Speedy, where are you now?
'He's not holding,' Singer complained. 'You think we should do a skin search?'
Gardener shook his head. 'Let us see what we can learn from Mr. Wolf.'
Bast shouldered up even closer. Singer said, 'Well?'
'He doesn't have anything in his pockets,' Jack said.
'I want those pockets EMPTY! EMPTY!' Singer yelled. 'ON THE TABLE!'
Wolf tucked his chin into his chest and clamped his eyes shut.
'You don't have anything in your pockets, do you?' Jack asked.
Wolf nodded once, very slowly.
'He's holding! The dummy's holding!' Singer crowed. 'Come on, you big dumb idiot, get the stuff out on the table.' He clapped his hands sharply together twice. 'Oh wow, Williams never searched him! Fairchild never did!
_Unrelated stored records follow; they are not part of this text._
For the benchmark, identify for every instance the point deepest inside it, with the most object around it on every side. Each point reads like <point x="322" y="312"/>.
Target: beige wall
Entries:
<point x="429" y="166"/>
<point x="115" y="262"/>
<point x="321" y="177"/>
This is incredible - they're going to look like such morons.'
Bast shoved his face up to Wolf's and snarled, 'If you don't empty your pockets onto that table in a hurry, I'm going to tear your face off.'
Jack softly said, 'Do it, Wolf.'
Wolf groaned. Then he removed his balled right hand from its overall pocket. He leaned over the desk, brought his hand forward, and opened his fingers. Three wooden matches and two small water-polished stones, grained and straited and colorful, fell out onto the leather. When his left hand opened, two more pretty little stones rolled alongside the others.